The Supreme Court had found that Chhouk Rin ordered a group of his soldiers to ambush a train and snatch Australian David Wilson, 29, Briton Mark Slater, 28, and French national Jean-Michel Braquet, 27, as they travelled between Phnom Penh and the coastal city of Sihanoukville.
Thirteen Cambodians also died in the attack, and the Westerners were held for two months by Khmer Rouge rebels before ransom negotiations failed and they were killed, triggering an international outcry.
The ultra-Maoist Khmer Rouge movement led by Pol Pot left up to two million people dead, and although they were ousted in 1979, elements of the Khmer Rouge fought the government until 1998.
The capture of Chhouk Rin, who has maintained his innocence, came a month after Prime Minister Hun Sen met with French President Jacques Chirac in Paris.
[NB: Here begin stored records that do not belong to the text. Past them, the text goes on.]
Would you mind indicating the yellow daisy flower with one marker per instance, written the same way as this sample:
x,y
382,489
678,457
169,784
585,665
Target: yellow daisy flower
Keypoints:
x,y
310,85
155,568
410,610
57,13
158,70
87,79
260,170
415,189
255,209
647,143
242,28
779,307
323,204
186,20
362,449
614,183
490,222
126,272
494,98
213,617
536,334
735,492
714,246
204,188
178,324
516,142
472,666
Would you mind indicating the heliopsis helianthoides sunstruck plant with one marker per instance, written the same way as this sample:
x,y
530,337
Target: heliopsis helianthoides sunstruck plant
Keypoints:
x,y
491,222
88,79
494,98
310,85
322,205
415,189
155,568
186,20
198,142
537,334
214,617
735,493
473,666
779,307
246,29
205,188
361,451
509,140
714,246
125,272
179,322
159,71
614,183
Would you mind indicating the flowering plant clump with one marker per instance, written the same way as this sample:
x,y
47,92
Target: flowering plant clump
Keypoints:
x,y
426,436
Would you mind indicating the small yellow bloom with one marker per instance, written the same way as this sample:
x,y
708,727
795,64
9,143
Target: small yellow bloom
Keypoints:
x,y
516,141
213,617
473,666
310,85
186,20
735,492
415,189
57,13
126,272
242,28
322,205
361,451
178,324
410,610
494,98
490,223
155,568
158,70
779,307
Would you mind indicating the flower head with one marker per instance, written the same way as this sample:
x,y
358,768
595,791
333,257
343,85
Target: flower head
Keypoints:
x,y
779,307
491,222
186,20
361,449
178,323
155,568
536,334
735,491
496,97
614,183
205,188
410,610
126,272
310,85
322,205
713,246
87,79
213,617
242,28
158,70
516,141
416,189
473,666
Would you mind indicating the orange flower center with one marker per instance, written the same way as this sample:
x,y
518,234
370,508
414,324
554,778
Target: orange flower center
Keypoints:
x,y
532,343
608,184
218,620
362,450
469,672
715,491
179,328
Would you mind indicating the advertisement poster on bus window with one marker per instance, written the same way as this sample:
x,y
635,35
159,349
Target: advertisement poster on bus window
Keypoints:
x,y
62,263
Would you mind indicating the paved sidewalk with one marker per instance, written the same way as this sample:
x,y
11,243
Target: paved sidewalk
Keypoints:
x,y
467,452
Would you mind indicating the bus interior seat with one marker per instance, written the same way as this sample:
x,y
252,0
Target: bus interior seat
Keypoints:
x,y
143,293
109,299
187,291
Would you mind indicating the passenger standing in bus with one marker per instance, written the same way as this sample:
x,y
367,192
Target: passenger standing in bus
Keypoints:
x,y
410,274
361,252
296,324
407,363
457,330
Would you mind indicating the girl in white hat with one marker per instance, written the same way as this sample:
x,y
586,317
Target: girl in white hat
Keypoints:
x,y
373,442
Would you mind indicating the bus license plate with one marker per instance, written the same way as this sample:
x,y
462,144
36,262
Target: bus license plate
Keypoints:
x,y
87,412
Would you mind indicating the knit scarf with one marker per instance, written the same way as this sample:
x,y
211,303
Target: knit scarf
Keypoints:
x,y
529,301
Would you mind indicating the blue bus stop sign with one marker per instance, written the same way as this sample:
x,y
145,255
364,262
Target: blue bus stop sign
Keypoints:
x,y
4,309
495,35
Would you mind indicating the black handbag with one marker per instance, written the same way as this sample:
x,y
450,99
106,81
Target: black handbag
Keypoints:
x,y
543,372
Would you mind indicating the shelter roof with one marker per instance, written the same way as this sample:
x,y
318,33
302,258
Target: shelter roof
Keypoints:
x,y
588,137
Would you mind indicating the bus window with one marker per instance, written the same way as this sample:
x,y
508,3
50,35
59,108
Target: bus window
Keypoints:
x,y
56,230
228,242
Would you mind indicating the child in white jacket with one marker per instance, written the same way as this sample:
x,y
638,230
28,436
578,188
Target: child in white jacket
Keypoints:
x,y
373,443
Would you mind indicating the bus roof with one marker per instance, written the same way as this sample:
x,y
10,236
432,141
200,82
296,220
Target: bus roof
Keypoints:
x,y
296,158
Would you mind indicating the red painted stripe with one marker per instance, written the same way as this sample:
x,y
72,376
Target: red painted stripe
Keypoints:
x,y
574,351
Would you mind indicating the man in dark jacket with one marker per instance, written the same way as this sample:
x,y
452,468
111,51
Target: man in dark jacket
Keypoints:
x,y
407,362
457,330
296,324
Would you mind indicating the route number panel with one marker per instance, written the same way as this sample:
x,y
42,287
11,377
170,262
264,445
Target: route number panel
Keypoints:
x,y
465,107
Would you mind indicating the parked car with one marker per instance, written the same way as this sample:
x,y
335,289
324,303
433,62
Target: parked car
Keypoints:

Asked whether Chirac had pressured the premier to make the arrest, Khieu Sopheak said the French leader had raised the issue but that authorities were searching for Chhouk Rin anyway.
"The request from him just coincided with our commitment," he said.
Chhouk Rin's wife Yem Sao, 37, complained that the government had violated the terms of his defection to their ranks in 1994.
"The government promised my husband that if he defected to them, the government would let him live freely. But now we cannot live freely and live peacefully," she told AFP.
She said she last saw her husband in August at their home in Phnom Voar or Vine Mountain, located just a few kilometres (miles) from where the attack on the train occurred in southern Kampot province, but was in phone contact.
Neighbour Ouch Nuon saw him in June but also received regular calls. He warned that his friend, who has HIV and tuberculosis, would not live long in jail.
"During a telephone conversation Chhouk Rin told me that he had decided that it was better he die in the jungle than in jail," he told AFP.
The pursuit of justice for the victims of the attack through the Cambodian courts was a long and traumatic wrangle in a country still recovering from its deep wounds from the Khmer Rouge.
Two other former Khmer Rouge, Nuon Paet and regional commander Sam Bith, are serving life prison sentences for the killings after exhausting their appeals.